Think of a coin toss. You can either get heads or tails a 0 or 1. Now true randomness means that exactly ½ of the times you get 0 and ½ of the times 1. But a coin toss isn’t random its just chaotic enough (heavily dependent on initial conditions) to be unpredictable. It isn’t truly random its pseudo-random.

A computer can generate you pseudo-random numbers in much the same way, the generation algorithm is chaotic. Much like a coin toss it is technically predictable like you can make a robot that always produces heads, but its practically random.

Now true randomness has no underlying mechanism so using algorithms cant produces truly random numbers. When it comes to science we often use random numbers for certain algorithms.
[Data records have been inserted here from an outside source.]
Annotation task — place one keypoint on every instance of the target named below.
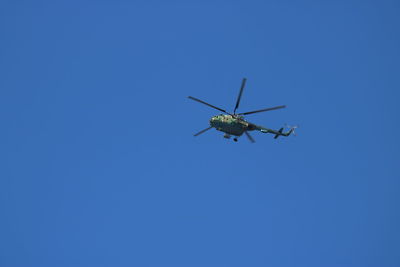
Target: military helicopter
(235, 124)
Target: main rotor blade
(201, 101)
(202, 131)
(249, 136)
(240, 95)
(261, 110)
Like you simulate a physical system and you want to know where random perturbations take that system, theoretically over time the system should settle in its lowest energy state, its most stabil state. So you can simulate this using random numbers. True randomness isn’t really required.
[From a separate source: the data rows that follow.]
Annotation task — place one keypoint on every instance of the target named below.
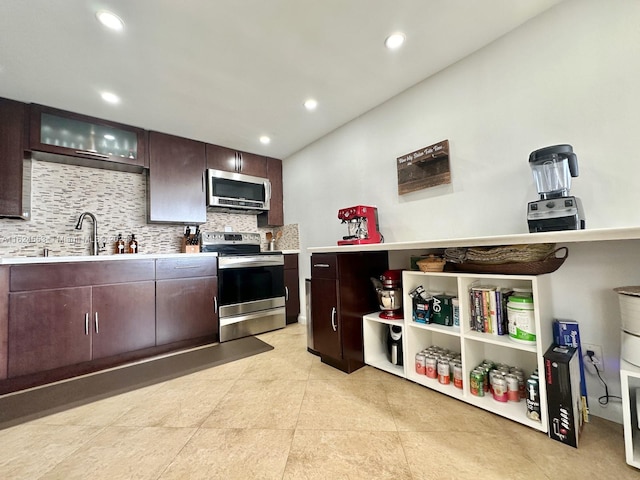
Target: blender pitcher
(552, 169)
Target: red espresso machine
(362, 222)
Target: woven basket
(431, 264)
(550, 264)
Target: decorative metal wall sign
(424, 168)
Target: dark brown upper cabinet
(229, 160)
(176, 180)
(275, 216)
(15, 179)
(67, 137)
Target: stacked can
(439, 363)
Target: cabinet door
(325, 315)
(12, 126)
(75, 135)
(48, 329)
(252, 164)
(176, 180)
(292, 288)
(185, 309)
(123, 318)
(275, 216)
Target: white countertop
(102, 258)
(566, 236)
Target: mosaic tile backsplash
(60, 193)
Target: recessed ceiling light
(110, 97)
(311, 104)
(110, 20)
(395, 40)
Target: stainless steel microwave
(237, 193)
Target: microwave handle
(268, 189)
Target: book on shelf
(489, 309)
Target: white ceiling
(228, 71)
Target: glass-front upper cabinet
(74, 135)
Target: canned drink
(533, 399)
(513, 389)
(476, 382)
(431, 366)
(457, 375)
(521, 384)
(444, 375)
(420, 364)
(452, 363)
(499, 388)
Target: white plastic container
(522, 324)
(630, 313)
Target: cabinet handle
(95, 154)
(333, 319)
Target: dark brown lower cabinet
(54, 328)
(123, 318)
(292, 287)
(185, 309)
(341, 293)
(48, 329)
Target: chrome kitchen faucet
(94, 240)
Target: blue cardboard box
(567, 333)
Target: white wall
(568, 76)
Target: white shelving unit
(473, 346)
(630, 381)
(374, 333)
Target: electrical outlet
(597, 351)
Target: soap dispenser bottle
(133, 244)
(120, 246)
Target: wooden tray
(548, 265)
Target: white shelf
(630, 380)
(474, 347)
(565, 236)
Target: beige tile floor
(284, 415)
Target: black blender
(552, 169)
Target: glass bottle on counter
(120, 246)
(133, 244)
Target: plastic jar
(522, 327)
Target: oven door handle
(251, 316)
(248, 262)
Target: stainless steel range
(251, 293)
When it comes to quantum mechanics we find true randomness, and that can make simulating these systems difficult for just 1 or 2 particles. But when it comes to the mathematics we have the necessary mathematical tools to deal with this randomness.

So probably theory deals with truly random situations. Even treating pseudo-random ones as being truly random. Like a dice throw or a coin toss. But when it comes to simulating things we can only generate numbers that look random enough, now we can theoretically figure out these numbers by looking into the algorithm, but simulating is for practical purposes and for that pseudo-random numbers are perfectly random.